Bei den Olympischen Winterspielen 2026 in Cortina d’Ampezzo hat Lena Dürr am Mittwoch ein Drama erlebt, das Sportfans und Experten gleichermaßen sprachlos zurückließ. Nach einem starken ersten Durchgang und einer realistischen Medaillenchance endete ihr Slalom-Rennen auf unfassbare Weise schon nach wenigen Sekunden – ein Moment, der ihr Olympia-Abenteuer in Italien wohl nachhaltig prägen wird.
Die Medaille war zum Greifen, dann folgte das unfassbare Desaster. Lena Dürr hatte ihre Nerven am Mittwoch einfach nicht im Griff.
Auf dem Weg zu Silber – und dann der Schock
Dürr hatte sich im Finale des olympischen Slaloms hervorragend präsentiert. Nach dem ersten Lauf lag sie auf dem zweiten Platz und hatte damit beste Chancen auf Olympisches Edelmetall, nur hinter der dominierenden Mikaela Shiffrin, die seit Jahren als Maß aller Dinge im technischen Skisport gilt.
Doch im zweiten Lauf kam es ganz anders: Bereits am ersten Tor fädelte Dürr ein, verlor die Balance und schied unmittelbar aus – nach gerade einmal etwa 0,7 Sekunden.

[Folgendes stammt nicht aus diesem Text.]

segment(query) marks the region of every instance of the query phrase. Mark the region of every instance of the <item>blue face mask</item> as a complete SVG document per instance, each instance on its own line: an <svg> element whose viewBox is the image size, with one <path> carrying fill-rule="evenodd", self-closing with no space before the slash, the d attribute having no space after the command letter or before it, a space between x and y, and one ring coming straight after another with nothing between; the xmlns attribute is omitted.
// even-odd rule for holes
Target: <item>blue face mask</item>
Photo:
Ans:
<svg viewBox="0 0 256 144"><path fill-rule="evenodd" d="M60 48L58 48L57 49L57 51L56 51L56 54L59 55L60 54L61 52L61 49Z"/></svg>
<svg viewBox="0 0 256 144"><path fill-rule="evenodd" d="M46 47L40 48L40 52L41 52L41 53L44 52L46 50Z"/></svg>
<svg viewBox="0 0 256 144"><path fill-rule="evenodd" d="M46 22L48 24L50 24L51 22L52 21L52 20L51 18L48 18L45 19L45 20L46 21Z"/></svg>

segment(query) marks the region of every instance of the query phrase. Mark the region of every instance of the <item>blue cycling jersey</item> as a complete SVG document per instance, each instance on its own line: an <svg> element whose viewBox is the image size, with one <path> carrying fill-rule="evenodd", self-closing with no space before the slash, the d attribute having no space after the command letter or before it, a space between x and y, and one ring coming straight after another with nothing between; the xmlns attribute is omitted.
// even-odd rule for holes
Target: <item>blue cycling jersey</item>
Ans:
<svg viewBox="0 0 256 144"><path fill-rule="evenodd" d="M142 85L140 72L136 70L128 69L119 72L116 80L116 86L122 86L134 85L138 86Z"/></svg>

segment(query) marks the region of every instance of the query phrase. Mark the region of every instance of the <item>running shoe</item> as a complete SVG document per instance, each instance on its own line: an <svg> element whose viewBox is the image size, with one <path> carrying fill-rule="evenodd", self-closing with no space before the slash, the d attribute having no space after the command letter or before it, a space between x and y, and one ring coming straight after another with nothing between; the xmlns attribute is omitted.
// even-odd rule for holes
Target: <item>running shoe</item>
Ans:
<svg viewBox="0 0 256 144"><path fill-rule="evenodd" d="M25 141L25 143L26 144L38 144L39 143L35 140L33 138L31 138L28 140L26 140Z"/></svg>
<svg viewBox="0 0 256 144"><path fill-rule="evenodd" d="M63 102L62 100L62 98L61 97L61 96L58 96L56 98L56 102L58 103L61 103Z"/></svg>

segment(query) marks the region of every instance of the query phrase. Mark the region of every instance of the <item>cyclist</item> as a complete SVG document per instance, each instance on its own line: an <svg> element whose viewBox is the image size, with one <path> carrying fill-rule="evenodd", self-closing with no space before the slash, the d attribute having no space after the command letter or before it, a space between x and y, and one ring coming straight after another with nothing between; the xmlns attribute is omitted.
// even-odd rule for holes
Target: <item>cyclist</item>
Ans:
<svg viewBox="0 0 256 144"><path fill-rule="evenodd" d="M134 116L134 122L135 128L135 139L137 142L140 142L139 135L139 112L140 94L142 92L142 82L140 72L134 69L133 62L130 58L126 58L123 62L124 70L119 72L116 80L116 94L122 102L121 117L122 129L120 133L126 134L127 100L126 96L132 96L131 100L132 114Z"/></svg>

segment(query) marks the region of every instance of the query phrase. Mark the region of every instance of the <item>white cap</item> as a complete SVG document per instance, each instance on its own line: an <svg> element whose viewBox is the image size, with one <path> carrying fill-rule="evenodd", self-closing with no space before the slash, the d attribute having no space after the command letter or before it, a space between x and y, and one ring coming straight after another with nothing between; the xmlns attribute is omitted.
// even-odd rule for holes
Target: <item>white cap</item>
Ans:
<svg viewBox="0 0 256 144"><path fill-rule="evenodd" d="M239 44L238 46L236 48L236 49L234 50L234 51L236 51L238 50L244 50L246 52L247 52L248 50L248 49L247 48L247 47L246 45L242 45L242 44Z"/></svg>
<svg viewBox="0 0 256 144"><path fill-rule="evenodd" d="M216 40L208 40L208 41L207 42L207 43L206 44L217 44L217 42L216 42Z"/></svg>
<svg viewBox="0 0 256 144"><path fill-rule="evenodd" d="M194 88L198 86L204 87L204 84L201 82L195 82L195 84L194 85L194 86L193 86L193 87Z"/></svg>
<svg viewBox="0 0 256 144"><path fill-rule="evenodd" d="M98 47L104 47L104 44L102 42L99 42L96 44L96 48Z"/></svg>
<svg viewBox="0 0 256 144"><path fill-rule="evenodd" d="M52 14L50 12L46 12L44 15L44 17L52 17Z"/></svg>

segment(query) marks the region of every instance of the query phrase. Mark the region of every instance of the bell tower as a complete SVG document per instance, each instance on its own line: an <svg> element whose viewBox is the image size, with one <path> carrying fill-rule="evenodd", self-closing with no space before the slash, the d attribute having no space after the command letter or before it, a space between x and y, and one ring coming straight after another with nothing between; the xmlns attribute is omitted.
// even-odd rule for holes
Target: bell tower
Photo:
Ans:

Ein Fehler, der im gesamten Feld seinesgleichen sucht und den Traum von einer Medaille abrupt beendete.
„Katastrophe, worst case“, kommentierte die 34-jährige Münchnerin später den unfassbaren Moment. Die Enttäuschung stand ihr ins Gesicht geschrieben: „So ist es jetzt““, sagte sie resigniert.
Ein bitteres Déjà-vu nach 2022
Für Dürr ist dieses Olympische Fiasko keine Neuheit. Schon bei den Spielen vor vier Jahren in Peking hatte sie eine Medaillenchance im Slalom liegengelassen, als sie nach einem starken ersten Lauf im zweiten Durchgang zurückfiel und am Ende ohne Edelmetall blieb. An diesen bitteren Moment knüpfte ihr heutiger Ausfall in Italien fast schon nahtlos an.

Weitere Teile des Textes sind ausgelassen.